We characterize nicotine exposure in the U.S. population by measuring urinary nicotine and its major (cotinine, trans-3′-hydroxycotinine) and minor (nicotine 1′-oxide, cotinine N-oxide, and 1-(3-pyridyl)-1-butanol-4-carboxylic acid, nornicotine) metabolites in participants from the 2015−2016 National Health and Nutrition Examination Survey. This is one of the first U.S. population-based urinary nicotine biomarker reports using the derived total nicotine equivalents (i.e., TNEs) to characterize exposure. Serum cotinine data is used to stratify tobacco non-users with no detectable serum cotinine (−sCOT), non-users with detectable serum cotinine (+sCOT), and individuals who use tobacco (users). The molar concentration sum of cotinine and trans-3′-hydroxycotinine was calculated to derive the TNE2 for non-users. Additionally, for users, the molar concentration sum of nicotine and TNE2 was calculated to derive the TNE3, and the molar concentration sum of the minor metabolites and TNE3 was calculated to derive the TNE7. Sample-weighted summary statistics are reported. We also generated multiple linear regression models to analyze the association between biomarker concentrations and tobacco use status, after adjusting for select demographic factors. We found TNE7 is positively correlated with TNE3 and TNE2 (r = 0.99 and 0.98, respectively), and TNE3 is positively correlated with TNE2 (r = 0.98). The mean TNE2 concentration was elevated for the +sCOT compared with the −sCOT group (0.0143 [0.0120, 0.0172] µmol/g creatinine and 0.00188 [0.00172, 0.00205] µmol/g creatinine, respectively), and highest among users (33.5 [29.6, 37.9] µmol/g creatinine). Non-daily tobacco use was associated with 50% lower TNE7 concentrations (p < 0.0001) compared with daily use. In this report, we show tobacco use frequency and passive exposure to nicotine are important sources of nicotine exposure. Furthermore, this report provides more information on non-users than a serum biomarker report, which underscores the value of urinary nicotine biomarkers in extending the range of trace-level exposures that can be characterized.

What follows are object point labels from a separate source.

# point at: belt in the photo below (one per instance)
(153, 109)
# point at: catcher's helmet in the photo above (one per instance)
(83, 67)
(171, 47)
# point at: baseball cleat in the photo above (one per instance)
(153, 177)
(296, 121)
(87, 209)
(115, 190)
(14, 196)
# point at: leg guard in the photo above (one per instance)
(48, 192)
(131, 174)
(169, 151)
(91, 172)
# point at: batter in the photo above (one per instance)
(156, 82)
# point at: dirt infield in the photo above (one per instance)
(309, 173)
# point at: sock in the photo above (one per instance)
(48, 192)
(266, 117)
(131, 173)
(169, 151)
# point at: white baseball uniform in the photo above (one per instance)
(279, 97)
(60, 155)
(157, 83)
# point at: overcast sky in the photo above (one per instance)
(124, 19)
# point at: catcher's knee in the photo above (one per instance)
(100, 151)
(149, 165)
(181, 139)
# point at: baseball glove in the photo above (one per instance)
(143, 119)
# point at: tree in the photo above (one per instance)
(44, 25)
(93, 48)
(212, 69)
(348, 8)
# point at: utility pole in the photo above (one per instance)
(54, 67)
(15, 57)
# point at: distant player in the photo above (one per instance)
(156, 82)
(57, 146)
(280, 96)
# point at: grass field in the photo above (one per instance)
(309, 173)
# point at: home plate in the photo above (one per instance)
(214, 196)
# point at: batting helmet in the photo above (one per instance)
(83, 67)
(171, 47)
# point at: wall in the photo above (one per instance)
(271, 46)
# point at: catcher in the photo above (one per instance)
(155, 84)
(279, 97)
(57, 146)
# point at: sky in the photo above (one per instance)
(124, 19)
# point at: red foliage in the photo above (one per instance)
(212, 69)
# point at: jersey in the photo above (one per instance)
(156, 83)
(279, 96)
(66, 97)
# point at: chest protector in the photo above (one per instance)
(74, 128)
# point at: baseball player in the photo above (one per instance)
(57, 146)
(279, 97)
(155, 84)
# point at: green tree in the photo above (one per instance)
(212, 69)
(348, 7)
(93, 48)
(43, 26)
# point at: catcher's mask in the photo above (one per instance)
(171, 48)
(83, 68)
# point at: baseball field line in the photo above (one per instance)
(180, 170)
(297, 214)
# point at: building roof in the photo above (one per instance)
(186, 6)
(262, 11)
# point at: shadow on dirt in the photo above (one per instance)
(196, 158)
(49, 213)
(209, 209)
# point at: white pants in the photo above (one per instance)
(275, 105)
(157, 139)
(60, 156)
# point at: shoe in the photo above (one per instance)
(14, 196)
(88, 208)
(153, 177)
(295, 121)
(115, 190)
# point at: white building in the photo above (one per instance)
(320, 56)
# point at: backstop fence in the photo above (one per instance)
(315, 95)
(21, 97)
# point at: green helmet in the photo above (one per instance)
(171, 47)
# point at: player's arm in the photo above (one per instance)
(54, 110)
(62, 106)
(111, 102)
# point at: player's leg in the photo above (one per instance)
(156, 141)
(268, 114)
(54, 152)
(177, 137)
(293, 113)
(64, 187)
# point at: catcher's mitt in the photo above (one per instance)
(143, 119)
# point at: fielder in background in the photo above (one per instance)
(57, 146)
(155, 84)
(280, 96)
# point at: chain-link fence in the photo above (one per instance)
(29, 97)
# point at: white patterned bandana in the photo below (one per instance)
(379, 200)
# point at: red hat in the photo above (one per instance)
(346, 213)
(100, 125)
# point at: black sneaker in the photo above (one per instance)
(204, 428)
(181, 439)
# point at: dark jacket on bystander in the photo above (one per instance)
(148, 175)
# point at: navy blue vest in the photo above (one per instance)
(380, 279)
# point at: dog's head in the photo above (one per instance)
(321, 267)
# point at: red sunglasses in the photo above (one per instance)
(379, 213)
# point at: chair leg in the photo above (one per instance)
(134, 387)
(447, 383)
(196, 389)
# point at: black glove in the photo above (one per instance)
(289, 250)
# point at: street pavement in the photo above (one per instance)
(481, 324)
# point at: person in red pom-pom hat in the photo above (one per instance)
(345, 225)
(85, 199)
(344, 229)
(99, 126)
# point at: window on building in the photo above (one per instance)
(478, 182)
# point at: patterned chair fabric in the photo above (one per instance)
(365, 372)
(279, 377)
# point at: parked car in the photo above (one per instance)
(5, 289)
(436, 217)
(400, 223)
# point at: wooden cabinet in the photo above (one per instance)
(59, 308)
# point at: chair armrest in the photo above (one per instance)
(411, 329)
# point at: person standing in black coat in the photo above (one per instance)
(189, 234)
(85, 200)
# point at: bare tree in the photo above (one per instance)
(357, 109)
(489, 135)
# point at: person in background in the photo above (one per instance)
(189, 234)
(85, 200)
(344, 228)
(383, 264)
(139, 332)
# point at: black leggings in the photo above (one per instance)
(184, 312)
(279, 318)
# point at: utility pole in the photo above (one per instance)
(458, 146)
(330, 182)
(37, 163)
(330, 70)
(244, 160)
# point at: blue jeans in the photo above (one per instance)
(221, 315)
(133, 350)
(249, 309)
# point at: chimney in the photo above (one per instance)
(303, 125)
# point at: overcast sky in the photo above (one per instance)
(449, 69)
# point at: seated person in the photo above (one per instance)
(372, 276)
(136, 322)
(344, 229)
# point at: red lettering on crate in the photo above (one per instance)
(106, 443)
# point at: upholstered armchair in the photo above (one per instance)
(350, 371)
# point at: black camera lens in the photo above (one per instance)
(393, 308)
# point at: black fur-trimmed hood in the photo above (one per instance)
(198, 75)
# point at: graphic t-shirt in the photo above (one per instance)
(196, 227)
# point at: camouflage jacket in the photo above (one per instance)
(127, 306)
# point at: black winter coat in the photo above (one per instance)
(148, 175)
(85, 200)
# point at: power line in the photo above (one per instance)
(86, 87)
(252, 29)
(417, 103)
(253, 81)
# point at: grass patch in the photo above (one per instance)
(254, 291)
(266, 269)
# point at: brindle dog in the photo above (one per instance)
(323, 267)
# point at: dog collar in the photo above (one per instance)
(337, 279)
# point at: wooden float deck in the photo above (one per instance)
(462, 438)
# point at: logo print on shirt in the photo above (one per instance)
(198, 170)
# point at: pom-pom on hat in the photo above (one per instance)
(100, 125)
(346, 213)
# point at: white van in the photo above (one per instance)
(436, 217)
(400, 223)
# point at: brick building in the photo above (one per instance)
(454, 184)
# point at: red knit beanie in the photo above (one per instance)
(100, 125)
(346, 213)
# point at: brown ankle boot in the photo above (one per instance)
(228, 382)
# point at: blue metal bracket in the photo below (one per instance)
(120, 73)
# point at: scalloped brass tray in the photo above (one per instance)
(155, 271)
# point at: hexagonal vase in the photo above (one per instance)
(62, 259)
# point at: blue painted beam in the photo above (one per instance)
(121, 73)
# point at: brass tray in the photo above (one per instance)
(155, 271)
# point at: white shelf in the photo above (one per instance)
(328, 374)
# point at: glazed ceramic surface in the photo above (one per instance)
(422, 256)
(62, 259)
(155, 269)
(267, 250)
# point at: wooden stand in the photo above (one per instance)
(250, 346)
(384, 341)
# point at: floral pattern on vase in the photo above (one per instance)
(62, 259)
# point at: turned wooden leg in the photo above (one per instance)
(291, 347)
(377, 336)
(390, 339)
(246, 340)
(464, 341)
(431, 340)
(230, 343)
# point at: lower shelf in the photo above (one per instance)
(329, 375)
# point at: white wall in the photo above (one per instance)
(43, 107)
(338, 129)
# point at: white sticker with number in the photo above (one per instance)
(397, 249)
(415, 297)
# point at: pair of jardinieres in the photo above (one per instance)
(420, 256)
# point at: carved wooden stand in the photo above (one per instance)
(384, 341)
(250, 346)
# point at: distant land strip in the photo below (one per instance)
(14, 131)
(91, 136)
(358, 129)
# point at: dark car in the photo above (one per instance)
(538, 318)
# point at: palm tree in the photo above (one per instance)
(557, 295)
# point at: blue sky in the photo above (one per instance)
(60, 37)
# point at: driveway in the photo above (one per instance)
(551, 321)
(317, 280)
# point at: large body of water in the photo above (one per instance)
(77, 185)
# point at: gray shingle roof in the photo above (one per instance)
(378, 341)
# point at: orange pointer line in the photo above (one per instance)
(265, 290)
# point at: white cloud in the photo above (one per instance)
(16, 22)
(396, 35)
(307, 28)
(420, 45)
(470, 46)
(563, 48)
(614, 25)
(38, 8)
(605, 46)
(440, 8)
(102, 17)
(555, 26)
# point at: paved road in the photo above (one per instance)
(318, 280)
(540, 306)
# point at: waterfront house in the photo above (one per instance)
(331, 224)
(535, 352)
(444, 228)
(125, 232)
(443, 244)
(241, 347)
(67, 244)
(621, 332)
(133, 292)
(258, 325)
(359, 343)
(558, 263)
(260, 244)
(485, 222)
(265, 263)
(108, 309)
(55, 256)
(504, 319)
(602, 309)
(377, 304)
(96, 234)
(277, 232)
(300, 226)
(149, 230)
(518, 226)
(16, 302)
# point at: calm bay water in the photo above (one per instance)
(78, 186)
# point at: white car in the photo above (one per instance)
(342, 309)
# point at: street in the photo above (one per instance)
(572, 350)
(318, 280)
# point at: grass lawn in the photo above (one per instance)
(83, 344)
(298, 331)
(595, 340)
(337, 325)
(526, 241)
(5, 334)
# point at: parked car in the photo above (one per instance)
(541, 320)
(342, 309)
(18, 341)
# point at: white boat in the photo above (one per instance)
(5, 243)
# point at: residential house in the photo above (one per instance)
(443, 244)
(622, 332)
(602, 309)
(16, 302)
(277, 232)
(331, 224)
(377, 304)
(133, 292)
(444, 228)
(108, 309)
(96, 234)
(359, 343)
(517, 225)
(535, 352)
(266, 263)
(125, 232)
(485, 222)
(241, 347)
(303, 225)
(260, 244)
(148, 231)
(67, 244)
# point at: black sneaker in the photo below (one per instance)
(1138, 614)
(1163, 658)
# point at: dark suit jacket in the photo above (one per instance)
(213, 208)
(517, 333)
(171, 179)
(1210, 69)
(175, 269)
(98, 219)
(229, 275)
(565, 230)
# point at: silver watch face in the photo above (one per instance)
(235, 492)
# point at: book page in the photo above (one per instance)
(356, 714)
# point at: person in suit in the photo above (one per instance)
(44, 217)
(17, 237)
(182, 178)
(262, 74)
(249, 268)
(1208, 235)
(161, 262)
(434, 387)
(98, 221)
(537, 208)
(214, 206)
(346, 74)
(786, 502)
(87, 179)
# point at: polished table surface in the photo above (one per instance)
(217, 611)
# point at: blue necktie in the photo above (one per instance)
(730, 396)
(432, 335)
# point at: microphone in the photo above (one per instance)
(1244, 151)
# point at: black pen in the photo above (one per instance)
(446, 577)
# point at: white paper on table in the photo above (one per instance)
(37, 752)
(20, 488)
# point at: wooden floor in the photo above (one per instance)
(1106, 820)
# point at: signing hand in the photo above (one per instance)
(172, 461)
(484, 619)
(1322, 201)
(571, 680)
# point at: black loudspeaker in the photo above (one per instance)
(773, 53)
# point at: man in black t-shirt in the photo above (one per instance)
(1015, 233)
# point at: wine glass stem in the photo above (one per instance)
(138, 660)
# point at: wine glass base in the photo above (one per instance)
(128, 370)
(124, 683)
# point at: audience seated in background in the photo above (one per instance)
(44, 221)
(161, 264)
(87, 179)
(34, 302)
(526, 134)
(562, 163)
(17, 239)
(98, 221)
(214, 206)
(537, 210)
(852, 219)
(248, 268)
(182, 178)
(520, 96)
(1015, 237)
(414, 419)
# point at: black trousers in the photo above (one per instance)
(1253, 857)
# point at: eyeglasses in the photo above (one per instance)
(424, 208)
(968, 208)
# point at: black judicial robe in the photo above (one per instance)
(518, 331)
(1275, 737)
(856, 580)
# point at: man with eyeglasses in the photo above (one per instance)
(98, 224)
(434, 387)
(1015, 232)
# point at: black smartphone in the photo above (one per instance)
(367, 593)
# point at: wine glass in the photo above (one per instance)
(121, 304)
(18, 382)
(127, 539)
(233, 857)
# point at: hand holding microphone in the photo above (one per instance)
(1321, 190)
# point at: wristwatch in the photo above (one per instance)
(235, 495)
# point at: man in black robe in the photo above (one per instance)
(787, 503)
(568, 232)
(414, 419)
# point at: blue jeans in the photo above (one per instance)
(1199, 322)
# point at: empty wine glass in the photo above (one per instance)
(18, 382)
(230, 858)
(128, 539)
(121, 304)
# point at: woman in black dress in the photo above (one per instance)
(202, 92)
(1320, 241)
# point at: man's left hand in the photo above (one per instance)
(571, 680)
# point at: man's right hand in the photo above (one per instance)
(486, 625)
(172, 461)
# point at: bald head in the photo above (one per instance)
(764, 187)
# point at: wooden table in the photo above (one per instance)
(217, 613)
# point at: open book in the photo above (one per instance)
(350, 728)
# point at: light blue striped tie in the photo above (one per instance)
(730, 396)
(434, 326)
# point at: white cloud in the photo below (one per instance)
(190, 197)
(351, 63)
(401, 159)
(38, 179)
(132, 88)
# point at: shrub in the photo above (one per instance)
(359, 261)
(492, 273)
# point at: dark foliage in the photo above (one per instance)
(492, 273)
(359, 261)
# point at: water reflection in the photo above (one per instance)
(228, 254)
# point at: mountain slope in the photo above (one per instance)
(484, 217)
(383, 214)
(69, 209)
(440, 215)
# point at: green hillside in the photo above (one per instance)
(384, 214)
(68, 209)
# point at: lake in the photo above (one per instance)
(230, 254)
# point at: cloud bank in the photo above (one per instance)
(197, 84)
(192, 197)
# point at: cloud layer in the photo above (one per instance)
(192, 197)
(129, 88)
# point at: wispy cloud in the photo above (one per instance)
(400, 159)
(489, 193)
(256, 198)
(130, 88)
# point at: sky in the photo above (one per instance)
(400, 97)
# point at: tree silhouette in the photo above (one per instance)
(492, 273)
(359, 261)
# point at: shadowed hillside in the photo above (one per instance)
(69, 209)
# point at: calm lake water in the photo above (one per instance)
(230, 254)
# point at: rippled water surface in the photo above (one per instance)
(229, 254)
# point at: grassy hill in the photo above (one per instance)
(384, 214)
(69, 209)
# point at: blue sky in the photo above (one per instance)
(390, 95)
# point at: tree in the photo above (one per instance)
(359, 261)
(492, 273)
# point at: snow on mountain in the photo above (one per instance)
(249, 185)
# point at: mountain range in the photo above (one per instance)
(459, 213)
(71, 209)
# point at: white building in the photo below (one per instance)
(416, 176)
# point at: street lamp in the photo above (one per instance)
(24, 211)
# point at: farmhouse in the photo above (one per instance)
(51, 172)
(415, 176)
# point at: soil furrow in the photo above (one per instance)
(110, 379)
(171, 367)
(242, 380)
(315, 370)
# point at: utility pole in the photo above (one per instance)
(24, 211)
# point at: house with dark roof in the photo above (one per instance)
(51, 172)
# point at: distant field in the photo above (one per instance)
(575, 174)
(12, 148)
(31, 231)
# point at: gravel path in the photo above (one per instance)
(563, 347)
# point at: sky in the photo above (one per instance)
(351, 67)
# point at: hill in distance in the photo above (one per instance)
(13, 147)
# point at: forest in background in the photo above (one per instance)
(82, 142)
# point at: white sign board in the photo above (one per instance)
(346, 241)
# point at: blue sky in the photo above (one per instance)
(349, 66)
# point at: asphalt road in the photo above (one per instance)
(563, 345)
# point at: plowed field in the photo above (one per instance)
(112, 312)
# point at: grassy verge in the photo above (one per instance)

我们通过测量美国人群尿液中的尼古丁及其主要代谢物(可替宁、反式-3'-羟基可替宁)和次要代谢物(尼古丁 1'-氧化物、可替宁 N-氧化物和 1-(3-吡啶基)-1-丁醇-4-羧酸、去甲烟碱)来描述尼古丁暴露情况。这是首次使用衍生的总尼古丁等效物(即 TNE)来描述美国人群尿液尼古丁生物标志物暴露情况的报告之一。使用血清可替宁数据对非吸烟者进行分层,将没有检测到血清可替宁(-sCOT)的非吸烟者、检测到血清可替宁(+sCOT)的非吸烟者和使用烟草的个体(使用者)区分开来。计算可替宁和反式-3'-羟基可替宁的摩尔浓度总和,以得出非使用者的 TNE2。此外,对于使用者,计算尼古丁和 TNE2 的摩尔浓度总和以得出 TNE3,计算次要代谢物和 TNE3 的摩尔浓度总和以得出 TNE7。报告了样本加权汇总统计数据。我们还生成了多元线性回归模型,以在调整了选定的人口统计学因素后,分析生物标志物浓度与烟草使用状况之间的关联。我们发现 TNE7 与 TNE3 和 TNE2 呈正相关(r 值分别为 0.99 和 0.98),而 TNE3 与 TNE2 呈正相关(r 值为 0.98)。与-sCOT 组相比,+sCOT 组的 TNE2 浓度更高(0.0143[0.0120,0.0172]µmol/g 肌酐和 0.00188[0.00172,0.00205]µmol/g 肌酐),而使用者的浓度最高(33.5[29.6,37.9]µmol/g 肌酐)。与每日使用相比,非每日吸烟与 TNE7 浓度降低 50%相关(p<0.0001)。在本报告中,我们表明吸烟频率和被动接触尼古丁是尼古丁暴露的重要来源。此外,本报告提供了比血清生物标志物报告更多的非使用者信息,这突出了尿液尼古丁生物标志物在扩展可描述的痕量暴露范围方面的价值。